Slight decrease in public sector fraud levels in Scotland, according to new audit
The overall amounts of fraud, overpayments and error in the public sector in Scotland have reduced in the last two financial years.
New figures from Audit Scotland show that of the 132 Scottish bodies taking part in the National Fraud Initiative (NFI), the overall figure was £14.9m for 2020/21.
That compared to £15.3m in 2018/19, although eight fewer public bodies took part in the survey for that year.
Every two years the National Fraud Initiative (NFI) identifies outcomes worth millions in estimated savings to the public sector purse.
This year’s savings included £4.6m in reduced or removed council tax discounts, £1.5m in occupational pensions not being paid out, and £1.2m in housing benefit payments stopped or reduced.
The reduction in outcomes could be due to public bodies strengthening their internal controls. Some key data sets from previous exercises were also not included in the latest exercise. And public bodies also said increased pressure on services during the pandemic meant staff had less time available to commit to the NFI.
Antony Clark, Executive Director of Performance Audit and Best Value, said: “Despite the challenges of the pandemic, public bodies in Scotland continue to show a strong commitment to detecting fraud and error.
“At a difficult time for public sector budgets, it’s important that all participating bodies continue to look to maximise their participation in the exercise and act on areas of improvement identified by local auditors.”
The report issued by Audit Scotland showed that £158.5m in NFI outcomes have been identified cumulatively in Scotland since 2006/07.
NFI participants include all councils, NHS bodies, colleges and all larger central government bodies, including the Scottish Government, Revenue Scotland and Transport Scotland. In addition.
Fourteen councils include data from Arm’s-Length External Organisations (ALEOs), joint boards or subsidiaries within their NFI submissions. The NFI enables public bodies to use computer data matching techniques to detect fraud and error.
Overall, the data showed four cases were submitted for prosecution as a result of the NFI process. One resulted in Police Scotland issuing a caution and the offender is now repaying the money. The outcomes from the other three cases are not yet known.
Although levels of fraud, error and overpayments were down for pensions, council tax, creditors, waiting lists , they went slightly up for Blue Badges (disabled parking), housing and the council tax reduction scheme.
Other data included payroll, and the 2020/21 NFI exercise identified three outcomes valued at £27,000 compared to eight outcomes valued at £20,000 in the 2018/19 exercise.
That included an NFI match which identified an employee who left Fife Council
in September 2019 and who continued to be paid their salary until February 2021. The council overpaid a total of £20,288 to the ex-employee. Recovery of the overpayment is in progress and internal audit services have investigated the circumstance surrounding the overpayment.
Staff within public sector bodies also noted they had less time to spend on NFI as a result of Covid-19 pressures within their organisations, and outcomes could actually be higher.
Many of the public bodies, including Police Scotland and the Student Awards Agency Scotland found the use of the NFI pre-application screening service AppCheck to be beneficial in identifying fraud. SAAS is now looking to expand a pilot it undertook to allow the upload of a large batch of applications to the NFI system quickly, securely and easily.

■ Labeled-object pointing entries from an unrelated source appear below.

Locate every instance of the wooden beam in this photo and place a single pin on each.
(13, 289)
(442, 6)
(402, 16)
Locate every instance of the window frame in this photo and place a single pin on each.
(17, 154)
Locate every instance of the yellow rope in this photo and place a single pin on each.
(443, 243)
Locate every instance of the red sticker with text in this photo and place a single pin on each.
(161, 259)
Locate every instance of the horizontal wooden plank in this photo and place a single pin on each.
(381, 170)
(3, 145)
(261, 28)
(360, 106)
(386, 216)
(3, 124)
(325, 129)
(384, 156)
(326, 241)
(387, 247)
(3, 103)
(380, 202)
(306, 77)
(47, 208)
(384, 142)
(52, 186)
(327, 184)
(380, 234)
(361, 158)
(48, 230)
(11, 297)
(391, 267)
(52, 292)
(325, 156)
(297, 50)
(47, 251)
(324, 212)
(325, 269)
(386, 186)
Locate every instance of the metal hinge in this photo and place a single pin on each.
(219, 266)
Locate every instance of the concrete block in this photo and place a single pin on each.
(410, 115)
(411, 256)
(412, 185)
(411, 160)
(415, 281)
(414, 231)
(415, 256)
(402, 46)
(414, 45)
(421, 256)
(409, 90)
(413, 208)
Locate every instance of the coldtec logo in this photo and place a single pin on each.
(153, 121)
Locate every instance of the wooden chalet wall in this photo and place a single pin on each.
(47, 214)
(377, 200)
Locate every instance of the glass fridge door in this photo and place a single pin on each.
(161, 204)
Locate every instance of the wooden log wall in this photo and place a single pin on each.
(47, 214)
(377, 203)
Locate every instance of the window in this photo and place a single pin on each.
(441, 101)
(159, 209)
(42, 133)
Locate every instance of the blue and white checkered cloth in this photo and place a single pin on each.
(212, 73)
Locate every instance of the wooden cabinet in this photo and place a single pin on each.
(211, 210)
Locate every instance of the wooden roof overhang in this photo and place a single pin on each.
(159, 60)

Police Scotland’s Serious and Organised Crime Interventions Team deals with vetting applications, eg for landlord registration and pre-contract procurement check requests from public bodies such as councils and the NHS. It is also undertaking a pilot to identify if data in
the NFI database can be used to help its vetting processes to prevent and detect fraud.
Audit Scotland continues to work with the Cabinet Office in developing new ways to prevent and detect fraud. This includes piloting new data matching opportunities.
The Scottish Parliament approved The Digital Government (Scottish Bodies) Regulations 2022 in March 2022. These Regulations name Audit Scotland under Regulation 3 – ‘Scottish bodies for the disclosure of information in relation to fraud against the public sector’.
This allows Audit Scotland to access HM Revenue & Customs income and savings data for Scottish residents for future NFI exercises. This will help identify outcomes where customers have received benefits and services above what they are entitled to.